Expression of messenger RNAs for membrane-type 1, 2, and 3 matrix metalloproteinases in human renal cell carcinomas.

PURPOSE: Three different membrane-type matrix metalloproteinases (MT1, 2, and 3-MMP) that can activate proMMP-2 (progelatinase A) are thought to play an important role in invasion and metastasis by various human carcinomas. To further clarify this role, we examined mRNA expression of MT-MMPs in human renal cell carcinomas.
MATERIALS AND METHODS: mRNA was extracted from 25 clinical specimens of renal cell carcinoma and 23 specimens of normal renal parenchyma remote from the tumor. Reverse transcription polymerase chain reaction (RT-PCR) using specific primers was performed, and PCR products were hybridized to 32P-labeled internal probes and analyzed by a bioimage analyzer.
RESULTS: MT1, 2, and 3-MMP mRNA expression in carcinomas was significantly higher than in normal parenchyma. In terms of the pathologic stage, MT1-MMP mRNA expression in pT2 and pT3 tumors was significantly higher than those in pT1 tumors.

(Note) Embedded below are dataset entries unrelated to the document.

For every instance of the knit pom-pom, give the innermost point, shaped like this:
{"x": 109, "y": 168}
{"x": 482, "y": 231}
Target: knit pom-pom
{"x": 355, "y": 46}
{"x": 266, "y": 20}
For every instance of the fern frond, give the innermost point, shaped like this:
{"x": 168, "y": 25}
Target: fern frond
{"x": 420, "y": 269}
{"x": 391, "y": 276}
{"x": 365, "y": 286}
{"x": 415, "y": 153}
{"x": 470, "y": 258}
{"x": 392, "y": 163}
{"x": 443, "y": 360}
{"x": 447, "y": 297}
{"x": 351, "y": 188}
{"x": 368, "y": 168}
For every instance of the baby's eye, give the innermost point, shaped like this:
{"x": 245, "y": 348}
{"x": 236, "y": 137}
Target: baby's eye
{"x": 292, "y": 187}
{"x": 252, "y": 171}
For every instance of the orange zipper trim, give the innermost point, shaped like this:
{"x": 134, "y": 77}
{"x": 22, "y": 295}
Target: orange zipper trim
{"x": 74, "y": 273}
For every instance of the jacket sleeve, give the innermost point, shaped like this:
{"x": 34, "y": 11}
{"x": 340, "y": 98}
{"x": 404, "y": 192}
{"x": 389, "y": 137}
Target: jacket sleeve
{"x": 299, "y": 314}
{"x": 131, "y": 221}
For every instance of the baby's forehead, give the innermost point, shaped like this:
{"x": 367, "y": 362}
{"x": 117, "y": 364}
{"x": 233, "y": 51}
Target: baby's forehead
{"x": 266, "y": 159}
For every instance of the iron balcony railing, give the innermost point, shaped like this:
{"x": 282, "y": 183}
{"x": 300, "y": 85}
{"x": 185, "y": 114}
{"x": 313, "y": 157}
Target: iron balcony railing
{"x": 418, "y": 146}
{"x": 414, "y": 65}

Although the sample size was small, it was evident that MT3-MMP mRNA expression in clear cell subtype renal cell carcinomas was higher than in the group of tumors including the granular cell subtype.

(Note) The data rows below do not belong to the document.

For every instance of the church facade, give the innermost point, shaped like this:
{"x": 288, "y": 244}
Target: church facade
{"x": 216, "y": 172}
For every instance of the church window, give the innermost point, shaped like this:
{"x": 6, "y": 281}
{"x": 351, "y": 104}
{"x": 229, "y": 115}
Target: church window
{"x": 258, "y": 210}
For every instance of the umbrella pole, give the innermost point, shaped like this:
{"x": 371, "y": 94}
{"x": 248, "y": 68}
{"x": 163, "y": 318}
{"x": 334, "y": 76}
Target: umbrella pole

CONCLUSIONS: These three MT-MMPs may play an important role in the pathogenesis of human renal cell carcinoma, and MT1-MMP in particular is important in invasion by carcinoma cells. It is interesting that the expression of MT3-MMP was higher in carcinomas, especially clear cell carcinoma, than in normal parenchyma, so that MT3-MMP may provide a clue an understanding of the molecular mechanism of carcinogenesis in human kidney.